Now, note one word in that last graph: broadband. Skype has been possible for years, but what makes it successful is the widespread deployment of broadband in homes and businesses.
Five years ago most homes in the US were just beginning to hear about broadband, and who in their right mind would pay over US$100/month for the ability to read email or surf the web 舜faster̵d;?
Now, the price has come down (though for how long is uncertain since the FCC just switched the classification of DSL). More small-medium businesses are connected via broadband, where five years ago their only option was a T1 or flaky ISDN line. More homes have broadband, because the kids need it for school, and the parents need it for work.
Skype takes advantage of this: when you're not using Skype, it's still using your connection. It's using your computer as one of those intermediary computers to route calls through. There's no such thing as a free lunch, and the cost of using Skype is sharing the burden of the traffic. Otherwise Skype is free of financial costs (unless you use the added features).
To be clear: when you install Skype, you install an application which automatically routes other people's network traffic through your system. This alone is not a bad thing, but it's something to be aware of. Assuming the Skype software solely allows data traffic, then it should not serve as a vector into your system for viruses, worms, or computer criminals.
Back to broadband: the growth and prevalance of broadband, always-on connections, is fertile ground for many new applications comparable to Skype. The next killer-application I expect to see would combine Bittorrent (background distributed download manager) with a professionally managed video channel.

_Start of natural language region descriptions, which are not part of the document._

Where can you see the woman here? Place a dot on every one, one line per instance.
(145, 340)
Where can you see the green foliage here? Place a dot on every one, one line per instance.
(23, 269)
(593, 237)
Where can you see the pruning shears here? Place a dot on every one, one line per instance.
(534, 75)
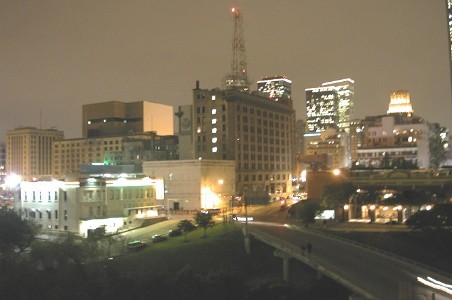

Why pay cable companies to carry your specialized channel when you can bypass them and go directly to the consumer? Cable companies had a chance to lock in customers with flexible channel offerings and ala carte subscriptions, but they appear to have rejected that totally. Now they are going to lose the lock on distributing content that they've had, it may take some years, and no I'm not predicting the complete end of cable TV. But if the goal of a content producer is to get content in the hands of readers and viewers, why not bypass the intermediaries who control the channel allocations and advertising slots?
Skype is the first wave of these applications which can only exist and can only succeed in an always-on, broadband universe.